Event Type: security
Importance: high

Affected Companies

  • Amazon S3
  • AnyDesk
  • Cloudflare
  • DWAgent
  • Discord
  • Dropbox
  • GitHub
  • GitLab
  • JetBrains
  • Microsoft
  • OneDrive
  • Packagist
  • Telegram
  • VSCode
  • Zoom
  • npm

Affected Sectors

  • Cloud Services
  • Cryptocurrency
  • Defense
  • Diplomacy
  • Education
  • Energy
  • Government
  • Software Development
  • Telecommunications

Timeline

  1. ASEC publishes May 2026 APT group trends report highlighting supply chain, developer environment, and runtime exploitation as key attack vectors.
  2. Lazarus observed using Git hooks and Jenkins CI/CD to infect development flows, deploying InvisibleFerret, Beavertail, and FCCCall to steal cryptocurrency wallets and developer credentials.
  3. Famous Chollima compromised npm and Packagist development branches, using Cloudflare Workers and blockchain RPC as dead drops for payload delivery.
  4. Gamaredon (UAC-0010) exploited WinRAR CVE-2025-8088 to target Ukrainian government, judiciary, and security entities, using NTFS ADS and Startup folder for persistent GammaDrop and GammaLoad installation.
  5. Famous Sparrow exploited multiple Exchange zero-days (CVE-2021-34473, CVE-2021-34523, CVE-2021-31207, CVE-2022-41040, CVE-2022-41082) to breach Azerbaijani oil and gas firms, deploying web shells, DLL side-loading, Deed RAT, and Terndoor for long-term access.
  6. MuddyWater combined Microsoft Teams social engineering, Quick Assist phishing, AnyDesk, DWAgent, and Game.exe RAT for data theft and exfiltration, alongside DLL side-loading and Node.js/PowerShell chains for reconnaissance and credential theft.

Frequently Asked Questions

The report identifies supply chain attacks, developer environment compromise, and runtime abuse as dominant trends.
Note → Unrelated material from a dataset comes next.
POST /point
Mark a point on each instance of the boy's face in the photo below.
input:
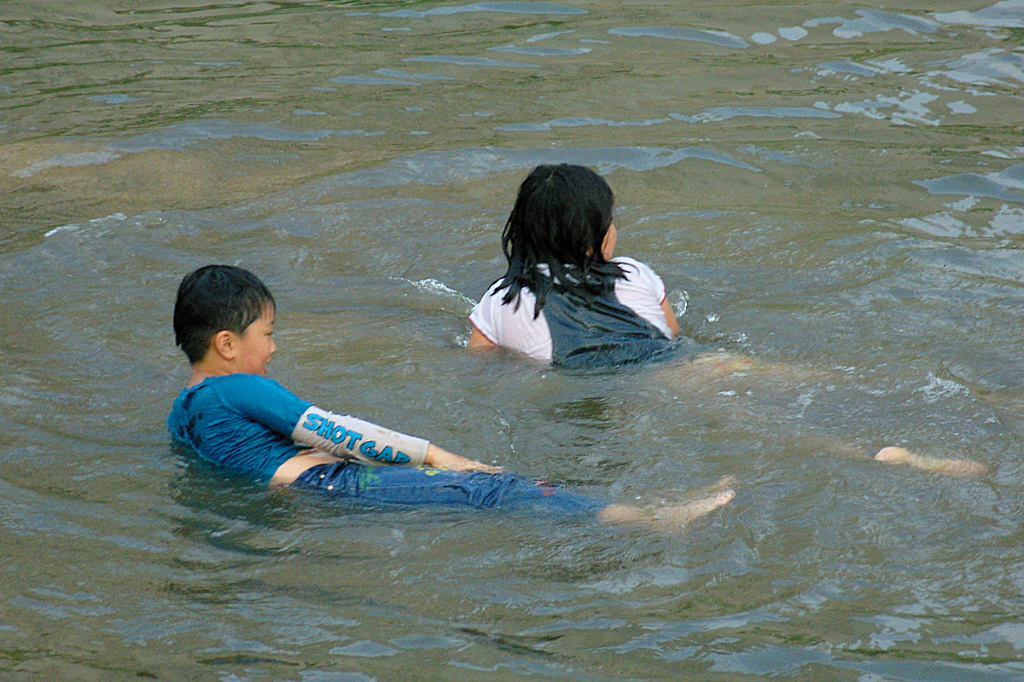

APT groups are increasingly infecting Git hooks, CI/CD pipelines, and legitimate update mechanisms to establish persistence and steal credentials, cryptocurrency wallets, and session data.

How is Lazarus exploiting developer environments in May 2026 according to ASEC?

Lazarus abused Git hooks (pre-commit, post-checkout) and Jenkins CI/CD pipelines to inject malware like InvisibleFerret, Beavertail, and FCCCall into development flows, targeting cryptocurrency wallets and developer credentials for theft.

Which vulnerability did Gamaredon (UAC-0010) exploit in May 2026, and against whom?

Gamaredon (UAC-0010) exploited the WinRAR vulnerability CVE-2025-8088 to target Ukrainian government, judiciary, and security institutions, using NTFS ADS and the Startup folder to automatically install GammaDrop and GammaLoad malware.

How did Famous Chollima use blockchain infrastructure in its May 2026 attacks?

Famous Chollima used blockchain RPC infrastructure as a dead drop to deliver payloads while poisoning npm and Packagist development branches, enabling stealthy payload retrieval without direct C2 communication.

What common objectives did APT groups share across sectors in May 2026?

Credential theft, cryptocurrency wallet and session data exfiltration, browser data harvesting, and persistent remote access were consistent objectives across government, defense, diplomacy, energy, education, and telecom sectors targeted by APT groups in May 2026.